In case you develop rash or fever within several weeks of removing ticks, be sure to meet your doctor & tell him about the recent tick bite including when it occurred & where you most likely picked up.

Preventing Transmission of Lyme Infection

There is no substantial evidence suggesting Lyme infection can be spread from person-to-person, including sexual transmission. Moreover, no case of spread of Lyme disease as of now is linked to blood transfusion. Borrelia bacteria can however live inside blood from people with active infection stored for donation. Therefore it is advisable that patients who are under treatment for Lyme disease should not donate blood. Whereas, those patients who have completed antibiotic treatment for Lyme disease, may however be considered as potential donors of blood for transfusion.

Vaccine for Lyme Disease

FDA had approved a vaccine called LYMErix for Lyme disease in 1998. Even though few people reported falling sick from vaccination, FDA did not find any evidence that it was dangerous. Nevertheless, manufacturers decided to pull LYMErix off the market in February, 2002 due to poor sales. As of now, there is no vaccine available in the market for Lyme disease.

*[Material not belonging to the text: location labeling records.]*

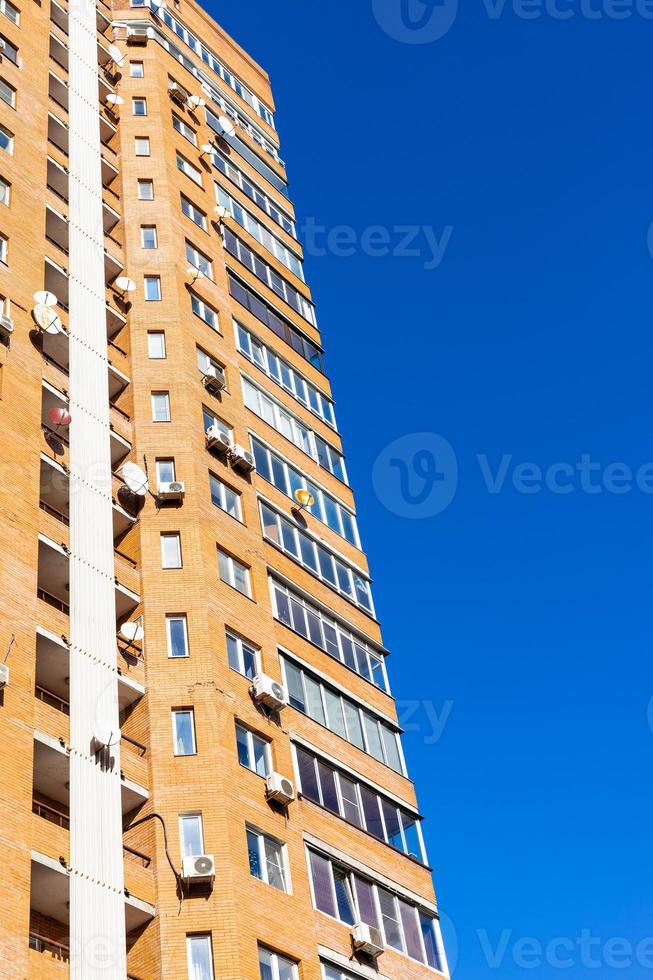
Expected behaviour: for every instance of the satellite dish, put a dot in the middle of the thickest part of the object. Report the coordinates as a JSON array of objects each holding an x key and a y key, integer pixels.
[
  {"x": 105, "y": 733},
  {"x": 304, "y": 497},
  {"x": 135, "y": 478},
  {"x": 125, "y": 284},
  {"x": 194, "y": 274},
  {"x": 226, "y": 126},
  {"x": 47, "y": 319},
  {"x": 60, "y": 416},
  {"x": 132, "y": 632},
  {"x": 116, "y": 55},
  {"x": 45, "y": 298}
]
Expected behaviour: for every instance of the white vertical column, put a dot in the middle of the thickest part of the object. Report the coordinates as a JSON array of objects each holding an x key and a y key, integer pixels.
[{"x": 97, "y": 908}]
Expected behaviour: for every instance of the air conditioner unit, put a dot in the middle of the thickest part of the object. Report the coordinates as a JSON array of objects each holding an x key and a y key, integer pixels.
[
  {"x": 279, "y": 788},
  {"x": 217, "y": 439},
  {"x": 265, "y": 690},
  {"x": 177, "y": 93},
  {"x": 171, "y": 491},
  {"x": 198, "y": 867},
  {"x": 137, "y": 35},
  {"x": 214, "y": 378},
  {"x": 242, "y": 459},
  {"x": 367, "y": 939}
]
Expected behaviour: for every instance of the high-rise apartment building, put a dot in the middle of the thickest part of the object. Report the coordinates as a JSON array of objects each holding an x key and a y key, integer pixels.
[{"x": 202, "y": 769}]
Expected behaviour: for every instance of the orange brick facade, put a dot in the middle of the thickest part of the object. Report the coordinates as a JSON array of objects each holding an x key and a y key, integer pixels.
[{"x": 238, "y": 912}]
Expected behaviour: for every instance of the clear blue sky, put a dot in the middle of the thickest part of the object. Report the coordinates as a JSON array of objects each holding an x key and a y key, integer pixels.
[{"x": 533, "y": 337}]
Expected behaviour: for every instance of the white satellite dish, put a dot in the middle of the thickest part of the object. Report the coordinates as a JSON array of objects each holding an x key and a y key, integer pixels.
[
  {"x": 45, "y": 298},
  {"x": 226, "y": 126},
  {"x": 47, "y": 319},
  {"x": 132, "y": 631},
  {"x": 125, "y": 284},
  {"x": 116, "y": 55},
  {"x": 105, "y": 733},
  {"x": 135, "y": 478}
]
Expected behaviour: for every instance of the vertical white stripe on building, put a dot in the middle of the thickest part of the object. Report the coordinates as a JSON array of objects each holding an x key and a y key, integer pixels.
[{"x": 97, "y": 908}]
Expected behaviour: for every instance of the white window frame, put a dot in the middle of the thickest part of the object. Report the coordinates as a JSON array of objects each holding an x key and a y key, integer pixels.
[
  {"x": 152, "y": 334},
  {"x": 240, "y": 643},
  {"x": 177, "y": 536},
  {"x": 282, "y": 854},
  {"x": 184, "y": 619},
  {"x": 232, "y": 563},
  {"x": 251, "y": 737},
  {"x": 192, "y": 972},
  {"x": 165, "y": 396},
  {"x": 183, "y": 711},
  {"x": 183, "y": 817}
]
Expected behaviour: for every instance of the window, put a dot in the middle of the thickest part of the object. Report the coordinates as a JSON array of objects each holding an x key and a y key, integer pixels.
[
  {"x": 350, "y": 897},
  {"x": 171, "y": 550},
  {"x": 204, "y": 311},
  {"x": 177, "y": 633},
  {"x": 259, "y": 232},
  {"x": 243, "y": 657},
  {"x": 359, "y": 804},
  {"x": 253, "y": 751},
  {"x": 254, "y": 192},
  {"x": 9, "y": 51},
  {"x": 149, "y": 237},
  {"x": 284, "y": 375},
  {"x": 342, "y": 715},
  {"x": 199, "y": 260},
  {"x": 280, "y": 326},
  {"x": 187, "y": 168},
  {"x": 165, "y": 471},
  {"x": 189, "y": 209},
  {"x": 156, "y": 345},
  {"x": 184, "y": 129},
  {"x": 11, "y": 13},
  {"x": 6, "y": 140},
  {"x": 146, "y": 190},
  {"x": 191, "y": 835},
  {"x": 267, "y": 275},
  {"x": 200, "y": 957},
  {"x": 152, "y": 288},
  {"x": 183, "y": 731},
  {"x": 275, "y": 967},
  {"x": 267, "y": 860},
  {"x": 287, "y": 478},
  {"x": 234, "y": 573},
  {"x": 317, "y": 559},
  {"x": 276, "y": 415},
  {"x": 331, "y": 635},
  {"x": 160, "y": 406},
  {"x": 7, "y": 91},
  {"x": 210, "y": 420},
  {"x": 225, "y": 498}
]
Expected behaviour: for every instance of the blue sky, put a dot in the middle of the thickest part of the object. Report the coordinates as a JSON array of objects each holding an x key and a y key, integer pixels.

Outlook for People Suffering from Lyme Disease

It is proved beyond doubt that most people suffering from Lyme disease respond well to antibiotic courses & completely recover. Although some cases show persistent symptoms or recurrence which makes further antibiotic treatment necessary, while left untreated, Lyme infection can cause permanent damage to heart, joints & nervous system. Moreover, successful treatment is no guarantee that Lyme disease will not occur in future. Lyme infection can strike more than once in same individual if they are bitten & re-infected by another tick carrying Lyme disease bacteria. Antibody tests conducted for Lyme disease also often remain positive for months to several years after infection. Therefore presence of antibodies in blood is insufficient reason to continue further treatment with antibiotics. Long-term prognosis for Lyme disease is that catching early is excellent. Though symptoms may last for months, early treatment increases chances that they may completely clear.